The Classic message store and Cassandra message store supports Elasticsearch indexing and search engine. Elasticsearch is a distributed search engine from the Apache Lucene project. It provides full text search services with built-in high availability, replication, horizontal scaling, and automatic load balancing.

For Elasticsearch, a message store deployment includes an Elasticsearch cluster. Multiple Classic message stores can share the same Elasticsearch cluster. Typically, all message store servers in a deployment share the same Elasticsearch clusters.

The classic message store does not enable index and search services by default. When Elasticsearch is enabled, the message store sends the message content to Elasticsearch for indexing when messages are appended to the mailboxes; the IMAP server sends search queries to Elasticsearch to perform textual searches. The message store uses Indexed Search Converter (ISC) to convert binary message content to text before indexing. Therefore, ISC must be configured on the message store server when Elasticsearch is enabled.

In classic store, ISC uses the file system to cache the text content. In Cassandra store, ISC uses Cassandra to store the cache content.

Note:

ISC requires read access to the message store in order to convert the content of a message. When used with classic store, ISC can be co-located with other message store processes or can run on a separate server with shared filesystem access to message store data.

Enabling Elasticsearch

To enable Elasticsearch on the message store, set the following options:

store.searchengine = elastic
elasticsearch.hostlist = a space separated list of elasticsearch hosts
elasticsearch.numshards = number of shards in elasticsearch cluster
elasticsearch.numreplicas = number of replicas in elasticsearch cluster
elasticsearch.storesource = false, if the storage space is limited

where,

searchengine specifies the message store search engine type.when the searchengine is set to elastic, Elasticsearch options control IMAP search operations.

hostlist specifies a space separated list of Elasticsearch hosts. Host format is host[:port]. If port is not specified, the port number is determined based on the setting of the port Elasticsearch option.

numshards specifies the number of shards in the Elasticsearch cluster. The numshards is used by store to create the message store index in Elasticsearch. The number of shards cannot be changed after the index is created. (Default : 5)

numreplicas specifies the number of replicas in the Elasticsearch cluster. The numreplicas is used by stored to create the Elasticsearch message store index. The message store does not update the number of replicas after the index is created. The number can be updated in Elasticsearch manually. (Default : 1)

The _source field in Elasticsearch contains the document body that was passed at index time. If storesource is enabled, the message store will create the Elasticsearch store/message index mapping with the _source field enabled; IMAP copy will use the _source field from Elasticsearch to index the message on the destination folder. The _source field data consumes a lot of disk space. You might want to disable the _source field if storage space is limited.
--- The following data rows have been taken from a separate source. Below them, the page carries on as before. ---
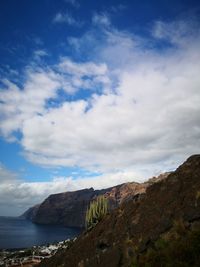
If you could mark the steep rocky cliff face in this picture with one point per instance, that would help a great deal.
(124, 236)
(69, 208)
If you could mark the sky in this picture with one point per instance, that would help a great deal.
(95, 94)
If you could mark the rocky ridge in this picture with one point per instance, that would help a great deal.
(131, 231)
(69, 208)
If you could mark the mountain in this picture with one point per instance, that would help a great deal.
(160, 228)
(69, 208)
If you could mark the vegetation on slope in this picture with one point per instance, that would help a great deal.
(97, 210)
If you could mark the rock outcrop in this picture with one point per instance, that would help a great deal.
(69, 208)
(132, 228)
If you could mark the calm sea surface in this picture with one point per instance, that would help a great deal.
(20, 233)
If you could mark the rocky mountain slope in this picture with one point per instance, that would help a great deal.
(69, 208)
(168, 214)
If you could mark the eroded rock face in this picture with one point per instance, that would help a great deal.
(137, 222)
(69, 208)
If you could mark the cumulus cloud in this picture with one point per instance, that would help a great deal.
(142, 113)
(101, 19)
(66, 18)
(74, 3)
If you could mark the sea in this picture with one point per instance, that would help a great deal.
(16, 233)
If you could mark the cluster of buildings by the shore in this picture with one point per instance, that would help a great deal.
(31, 256)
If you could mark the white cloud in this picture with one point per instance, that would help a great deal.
(101, 19)
(67, 18)
(74, 3)
(143, 110)
(6, 175)
(38, 54)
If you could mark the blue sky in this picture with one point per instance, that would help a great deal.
(94, 94)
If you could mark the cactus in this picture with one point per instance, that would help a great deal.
(97, 210)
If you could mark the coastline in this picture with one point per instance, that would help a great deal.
(32, 256)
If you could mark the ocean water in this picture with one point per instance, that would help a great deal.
(20, 233)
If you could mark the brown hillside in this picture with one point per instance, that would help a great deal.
(130, 229)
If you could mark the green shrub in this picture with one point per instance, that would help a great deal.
(96, 211)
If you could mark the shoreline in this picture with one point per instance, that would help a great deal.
(22, 257)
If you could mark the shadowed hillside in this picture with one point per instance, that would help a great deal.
(150, 230)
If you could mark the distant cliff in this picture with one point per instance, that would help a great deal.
(161, 228)
(69, 208)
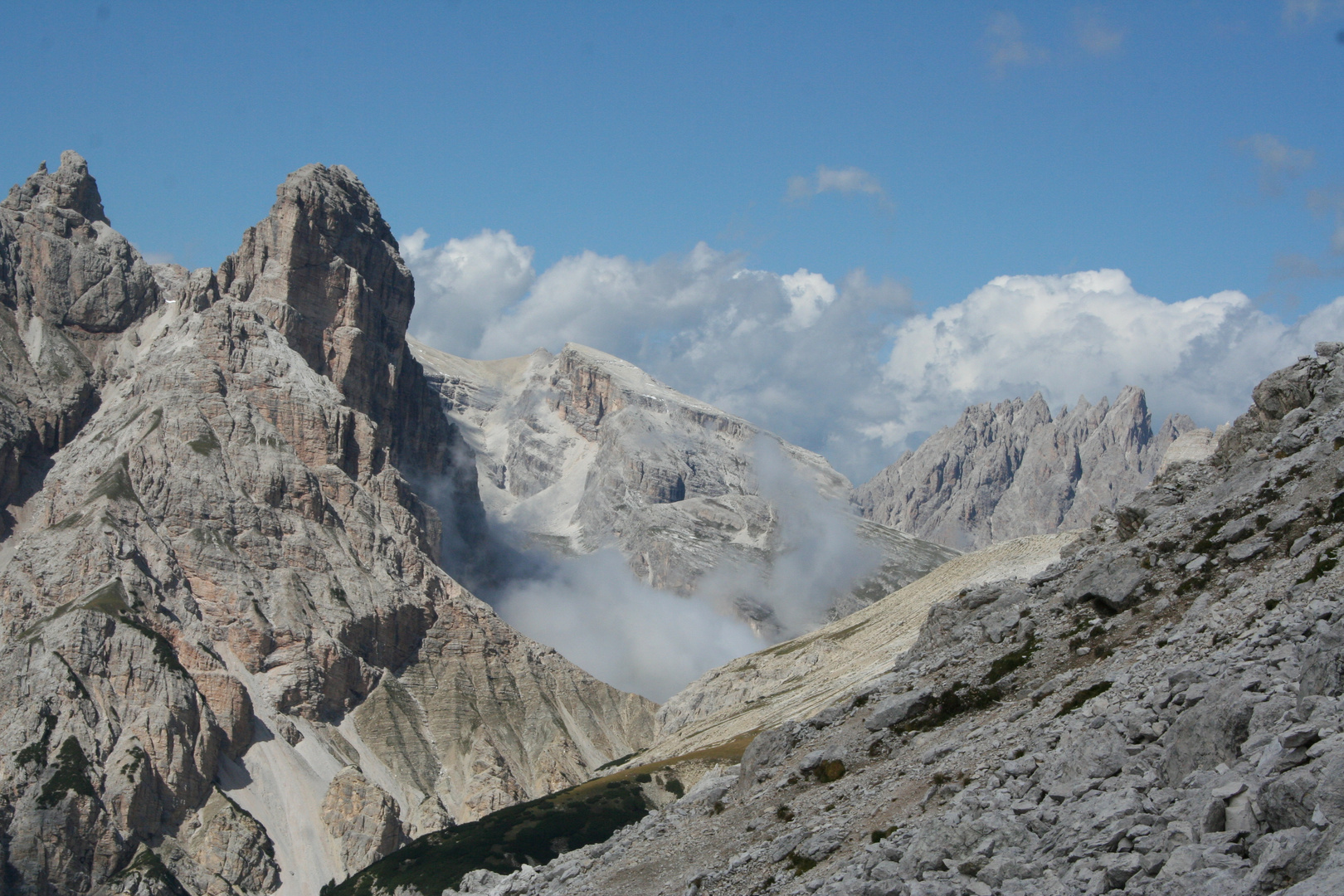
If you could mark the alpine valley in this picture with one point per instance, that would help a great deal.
(240, 652)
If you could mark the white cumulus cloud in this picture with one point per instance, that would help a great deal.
(847, 368)
(464, 285)
(1278, 160)
(836, 180)
(1090, 334)
(1006, 45)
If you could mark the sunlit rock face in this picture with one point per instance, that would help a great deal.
(581, 450)
(225, 627)
(1007, 470)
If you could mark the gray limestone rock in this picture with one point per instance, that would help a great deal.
(227, 544)
(1012, 469)
(1116, 583)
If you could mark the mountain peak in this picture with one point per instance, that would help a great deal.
(327, 270)
(69, 187)
(1012, 470)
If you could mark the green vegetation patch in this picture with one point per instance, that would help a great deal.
(1082, 696)
(956, 700)
(1011, 661)
(619, 762)
(1324, 563)
(114, 484)
(152, 868)
(37, 751)
(205, 445)
(71, 776)
(533, 832)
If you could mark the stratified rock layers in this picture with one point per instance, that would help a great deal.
(581, 450)
(1007, 470)
(218, 550)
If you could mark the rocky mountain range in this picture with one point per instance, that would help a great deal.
(236, 655)
(582, 450)
(1011, 469)
(1152, 707)
(230, 657)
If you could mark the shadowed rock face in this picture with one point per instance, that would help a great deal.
(69, 289)
(1011, 469)
(582, 450)
(222, 585)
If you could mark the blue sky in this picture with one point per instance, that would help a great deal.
(1198, 147)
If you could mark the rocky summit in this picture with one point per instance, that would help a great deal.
(230, 661)
(1157, 711)
(582, 450)
(1012, 469)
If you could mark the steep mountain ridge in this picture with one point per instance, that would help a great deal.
(1157, 713)
(229, 657)
(580, 450)
(1006, 470)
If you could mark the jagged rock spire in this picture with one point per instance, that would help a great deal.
(327, 268)
(71, 187)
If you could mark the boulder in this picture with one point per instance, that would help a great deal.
(895, 709)
(1114, 583)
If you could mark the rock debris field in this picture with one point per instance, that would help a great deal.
(1157, 713)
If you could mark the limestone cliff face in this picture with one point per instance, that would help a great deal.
(582, 450)
(222, 583)
(71, 286)
(1008, 470)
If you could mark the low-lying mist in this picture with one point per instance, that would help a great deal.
(600, 616)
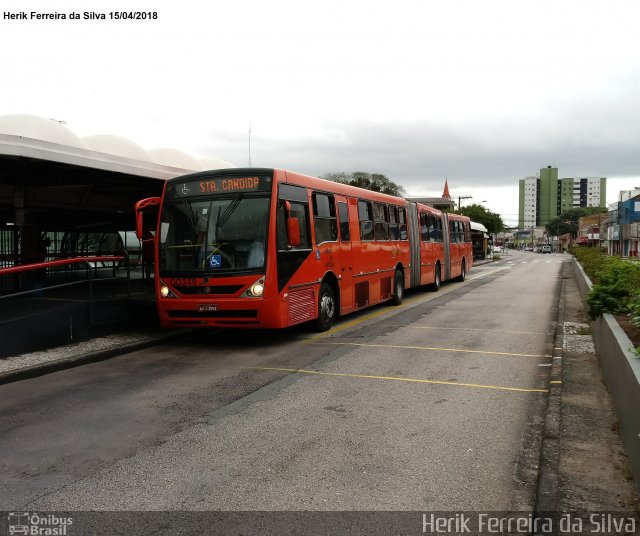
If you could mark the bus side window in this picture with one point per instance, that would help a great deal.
(324, 218)
(424, 227)
(365, 215)
(343, 212)
(393, 223)
(402, 221)
(300, 211)
(381, 217)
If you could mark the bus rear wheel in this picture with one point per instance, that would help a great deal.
(463, 272)
(437, 279)
(398, 288)
(326, 308)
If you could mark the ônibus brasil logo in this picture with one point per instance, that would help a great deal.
(38, 524)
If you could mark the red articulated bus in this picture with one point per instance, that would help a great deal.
(269, 248)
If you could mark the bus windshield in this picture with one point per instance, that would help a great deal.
(214, 234)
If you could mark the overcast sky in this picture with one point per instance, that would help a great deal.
(482, 93)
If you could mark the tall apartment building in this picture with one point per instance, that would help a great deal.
(545, 197)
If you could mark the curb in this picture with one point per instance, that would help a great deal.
(95, 356)
(546, 500)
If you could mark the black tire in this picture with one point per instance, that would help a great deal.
(463, 271)
(398, 288)
(326, 308)
(435, 286)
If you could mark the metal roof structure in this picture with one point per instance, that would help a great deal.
(50, 178)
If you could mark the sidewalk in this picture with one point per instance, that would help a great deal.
(33, 364)
(593, 469)
(588, 465)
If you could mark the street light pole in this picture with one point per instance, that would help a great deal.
(460, 197)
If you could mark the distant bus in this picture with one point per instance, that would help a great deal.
(269, 248)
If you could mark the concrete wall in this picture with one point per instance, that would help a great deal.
(621, 370)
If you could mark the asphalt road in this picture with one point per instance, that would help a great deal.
(434, 405)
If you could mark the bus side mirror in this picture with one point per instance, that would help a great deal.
(293, 232)
(139, 208)
(139, 230)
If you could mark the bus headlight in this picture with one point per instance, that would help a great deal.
(165, 291)
(256, 290)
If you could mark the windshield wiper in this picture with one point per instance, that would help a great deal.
(222, 219)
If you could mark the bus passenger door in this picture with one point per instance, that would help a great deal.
(346, 256)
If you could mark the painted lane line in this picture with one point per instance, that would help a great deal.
(470, 329)
(395, 378)
(458, 350)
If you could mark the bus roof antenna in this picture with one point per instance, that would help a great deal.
(249, 142)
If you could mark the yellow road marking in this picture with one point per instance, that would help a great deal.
(468, 329)
(395, 378)
(430, 348)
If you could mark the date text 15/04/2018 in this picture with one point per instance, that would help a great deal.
(87, 15)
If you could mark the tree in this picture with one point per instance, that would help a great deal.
(567, 222)
(369, 181)
(492, 221)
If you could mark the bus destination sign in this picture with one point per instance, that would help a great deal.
(221, 185)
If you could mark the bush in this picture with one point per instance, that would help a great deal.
(617, 290)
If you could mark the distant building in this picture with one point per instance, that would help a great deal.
(545, 197)
(621, 233)
(441, 203)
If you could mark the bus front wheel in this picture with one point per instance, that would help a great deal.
(463, 272)
(326, 308)
(398, 288)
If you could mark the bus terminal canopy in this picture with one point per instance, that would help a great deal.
(54, 180)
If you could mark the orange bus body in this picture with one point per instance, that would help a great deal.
(323, 249)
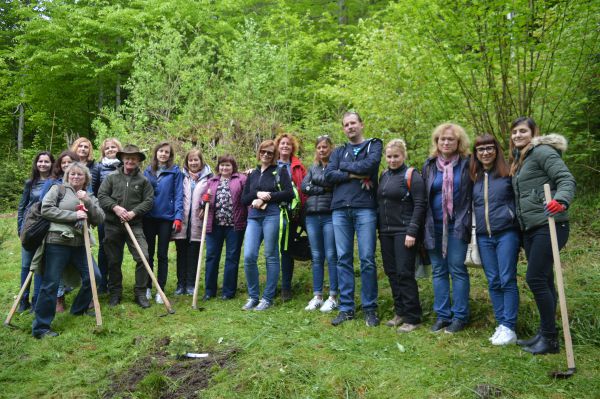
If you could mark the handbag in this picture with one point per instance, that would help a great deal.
(472, 259)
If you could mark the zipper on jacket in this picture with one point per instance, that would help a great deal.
(486, 204)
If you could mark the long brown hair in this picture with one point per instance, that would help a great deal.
(500, 168)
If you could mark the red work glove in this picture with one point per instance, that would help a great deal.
(553, 207)
(177, 226)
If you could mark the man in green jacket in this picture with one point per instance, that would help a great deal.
(125, 196)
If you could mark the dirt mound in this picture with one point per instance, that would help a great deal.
(160, 375)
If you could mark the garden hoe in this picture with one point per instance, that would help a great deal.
(561, 296)
(199, 267)
(148, 269)
(19, 296)
(88, 252)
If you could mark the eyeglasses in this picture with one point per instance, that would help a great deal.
(483, 150)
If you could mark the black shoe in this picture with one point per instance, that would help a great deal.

Disabling the _source field will disable the ability to reindex, upgrade or repair index from Elasticsearch. (Default : false)

For a list of Elasticsearch options, see Messaging Server Reference.

Differences Between Elasticsearch and Brute-Force IMAP Searching

This section describes the differences in IMAP searches between Elasticsearch and Brute-force.

Wildcard Search

Wildcard searching refers to using a single character, such as an asterisk (*), to represent several characters or an empty string in an email search. Wildcard searching differentiates between the following types:

Prefix wildcard search: The wildcard is used at the end of the string, for example: appl*
Suffix wildcard search: The wildcard is used at the beginning of the string, for example: *pple
Substring search: The wildcard is used at the beginning and end of the string: *ppl*

When a search is issued in brute-force, it linearly searches through email content to match the exact sequence of characters provided in the search command. This implicitly includes prefix and suffix search.

For example, consider an email body that contains the following text:

Hello World! This is a test.

All the following searches in brute-force return this email:

search body world
search body wor
search body llo
search body "lo Wor"
search body !

In Elasticsearch, the default search does not include prefix, suffix, and substring search. You must set the following configuration options to be able to conduct prefix and suffix search in Elasticsearch:

To enable prefix search:

msconfig set imap.indexer.prefix_search "subject body from to cc text bcc"

To enable suffix search:

msconfig set imap.indexer.suffix_search "subject body from to cc text bcc"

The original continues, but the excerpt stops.